• Je n'aime pas trop qu'Emma m'écrive

                De retour à Rouen, je vide ma boîte à lettres. J’y trouve une nouvelle lettre d’Emma. C’est la deuxième fois qu’elle m’écrit. Je n’ai pas répondu à sa première missive. Elle s’impatiente.

                Emma s’intéresse à moi à cause de mon âge. Elle me parle de cancer colorectal, autrement dit du cancer du trou du cul, que l’on risque de choper à partir de cinquante ans pour avoir toute sa vie mangé les saloperies industrielles que nous imposent les lois du marché.

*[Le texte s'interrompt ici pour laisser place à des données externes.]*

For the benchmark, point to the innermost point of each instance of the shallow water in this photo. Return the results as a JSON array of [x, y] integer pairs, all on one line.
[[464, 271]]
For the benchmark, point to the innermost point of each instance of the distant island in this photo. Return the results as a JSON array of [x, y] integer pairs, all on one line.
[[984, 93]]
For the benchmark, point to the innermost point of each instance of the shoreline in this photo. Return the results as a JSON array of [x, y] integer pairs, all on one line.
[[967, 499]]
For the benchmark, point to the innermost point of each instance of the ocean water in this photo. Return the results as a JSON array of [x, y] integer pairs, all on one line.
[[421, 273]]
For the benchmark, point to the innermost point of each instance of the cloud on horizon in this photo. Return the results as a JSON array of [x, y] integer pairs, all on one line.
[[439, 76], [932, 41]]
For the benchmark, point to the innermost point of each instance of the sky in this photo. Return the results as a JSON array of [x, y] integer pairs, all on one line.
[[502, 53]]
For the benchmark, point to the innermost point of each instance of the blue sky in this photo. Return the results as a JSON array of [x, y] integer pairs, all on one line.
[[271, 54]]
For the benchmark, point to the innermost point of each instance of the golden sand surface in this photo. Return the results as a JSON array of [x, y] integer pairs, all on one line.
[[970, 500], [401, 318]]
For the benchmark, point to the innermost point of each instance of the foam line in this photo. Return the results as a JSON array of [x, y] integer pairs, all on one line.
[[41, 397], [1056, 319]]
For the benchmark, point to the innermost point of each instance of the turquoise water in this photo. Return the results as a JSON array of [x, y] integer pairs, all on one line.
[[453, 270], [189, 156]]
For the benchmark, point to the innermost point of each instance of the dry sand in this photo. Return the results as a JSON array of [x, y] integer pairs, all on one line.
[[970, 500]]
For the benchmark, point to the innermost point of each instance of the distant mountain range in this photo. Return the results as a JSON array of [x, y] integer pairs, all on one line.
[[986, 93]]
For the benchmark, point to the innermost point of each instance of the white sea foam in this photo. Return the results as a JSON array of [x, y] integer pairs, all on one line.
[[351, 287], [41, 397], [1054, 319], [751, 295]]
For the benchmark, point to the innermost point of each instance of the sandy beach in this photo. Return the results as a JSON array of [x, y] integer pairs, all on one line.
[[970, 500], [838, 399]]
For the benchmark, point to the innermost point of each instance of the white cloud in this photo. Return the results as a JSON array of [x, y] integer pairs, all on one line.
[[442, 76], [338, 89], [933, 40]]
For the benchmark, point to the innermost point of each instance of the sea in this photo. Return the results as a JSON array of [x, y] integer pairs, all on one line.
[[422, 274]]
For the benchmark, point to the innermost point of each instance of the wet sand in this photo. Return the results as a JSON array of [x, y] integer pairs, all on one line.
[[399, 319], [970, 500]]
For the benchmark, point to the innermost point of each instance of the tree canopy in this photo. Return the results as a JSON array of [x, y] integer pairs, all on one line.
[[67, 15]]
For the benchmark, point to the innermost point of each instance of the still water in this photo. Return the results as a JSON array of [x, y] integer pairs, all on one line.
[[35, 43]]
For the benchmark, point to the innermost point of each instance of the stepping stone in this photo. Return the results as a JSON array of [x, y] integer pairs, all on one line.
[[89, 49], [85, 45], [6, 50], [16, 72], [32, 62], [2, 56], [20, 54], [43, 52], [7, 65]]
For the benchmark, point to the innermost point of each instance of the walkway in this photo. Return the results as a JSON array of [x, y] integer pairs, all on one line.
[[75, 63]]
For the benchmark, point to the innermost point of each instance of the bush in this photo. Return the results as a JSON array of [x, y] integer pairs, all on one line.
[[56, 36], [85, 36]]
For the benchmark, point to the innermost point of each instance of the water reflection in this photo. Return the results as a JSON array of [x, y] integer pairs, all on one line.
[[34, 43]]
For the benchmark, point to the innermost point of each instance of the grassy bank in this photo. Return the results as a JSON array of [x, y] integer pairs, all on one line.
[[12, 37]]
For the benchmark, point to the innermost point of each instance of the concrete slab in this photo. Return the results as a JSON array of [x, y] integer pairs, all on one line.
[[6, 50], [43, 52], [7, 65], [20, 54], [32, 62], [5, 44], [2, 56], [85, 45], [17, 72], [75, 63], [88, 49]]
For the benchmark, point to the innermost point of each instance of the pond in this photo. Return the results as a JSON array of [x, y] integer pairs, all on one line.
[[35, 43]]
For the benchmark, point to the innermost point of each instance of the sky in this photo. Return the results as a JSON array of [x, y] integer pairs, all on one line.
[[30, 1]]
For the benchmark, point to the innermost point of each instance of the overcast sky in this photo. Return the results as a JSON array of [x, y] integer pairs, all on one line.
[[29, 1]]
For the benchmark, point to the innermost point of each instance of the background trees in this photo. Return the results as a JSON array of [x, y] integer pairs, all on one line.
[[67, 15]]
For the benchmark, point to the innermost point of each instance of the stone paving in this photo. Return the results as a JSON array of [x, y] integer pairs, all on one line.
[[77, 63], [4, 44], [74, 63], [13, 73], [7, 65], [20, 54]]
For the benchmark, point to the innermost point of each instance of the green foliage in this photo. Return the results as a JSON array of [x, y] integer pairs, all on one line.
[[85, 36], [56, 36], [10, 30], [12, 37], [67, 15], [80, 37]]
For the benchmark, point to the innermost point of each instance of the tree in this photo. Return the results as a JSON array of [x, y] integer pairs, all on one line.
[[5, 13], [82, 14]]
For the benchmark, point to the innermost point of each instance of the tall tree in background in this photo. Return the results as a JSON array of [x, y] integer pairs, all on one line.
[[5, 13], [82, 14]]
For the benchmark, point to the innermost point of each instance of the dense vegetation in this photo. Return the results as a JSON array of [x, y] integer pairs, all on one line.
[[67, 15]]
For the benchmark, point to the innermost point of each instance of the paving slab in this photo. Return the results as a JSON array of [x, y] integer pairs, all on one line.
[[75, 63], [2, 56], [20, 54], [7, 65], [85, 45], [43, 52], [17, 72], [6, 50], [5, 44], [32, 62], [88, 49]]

                Derrière ce rassurant prénom féminin se cache l’Association pour le dépistage organisé des cancers en Seine-Maritime, qui a siège à Yvetot.

                Emma me rappelle que j’ai déjà reçu de sa part une invitation à me procurer un test Hemoccult Deux auprès de mon médecin traitant. Elle s’étonne que je n’aie rien fait.

                Je sais bien que le nombre de cancers est en fulgurante expansion. J’ai ma petite idée sur la raison : mauvaise nourriture, pollution atmosphérique, et cætera. Ça n’intéresse pas Emma, elle s’en fout des causes, elle ne s’intéresse qu’aux conséquences.

                Dans le document qui accompagne la lettre d’Emma, on me raconte que « le plus souvent, dépisté à temps, un cancer colorectal n’est pas méchant ! » (j’adore ce « le plus souvent ») et qu’il s’agit de chercher du sang dans mes selles (comme ils disent), que si on en trouve il y aura présomption de cancer, c’est pas sûr, et que si on n’en trouve pas il y aura présomption de non cancer, c’est pas sûr non plus, d’où la nécessité d’une coloscopie ultérieure, un examen très jouissif que j’ai déjà subi il y a quelques années pour je ne sais quelle raison.

                Emma ne doute pas de ma coopération, elle joint à sa lettre, en six exemplaires, le code barre permettant d’identifier mes tests. Emma s’il te plaît, fiche-moi un peu la paix.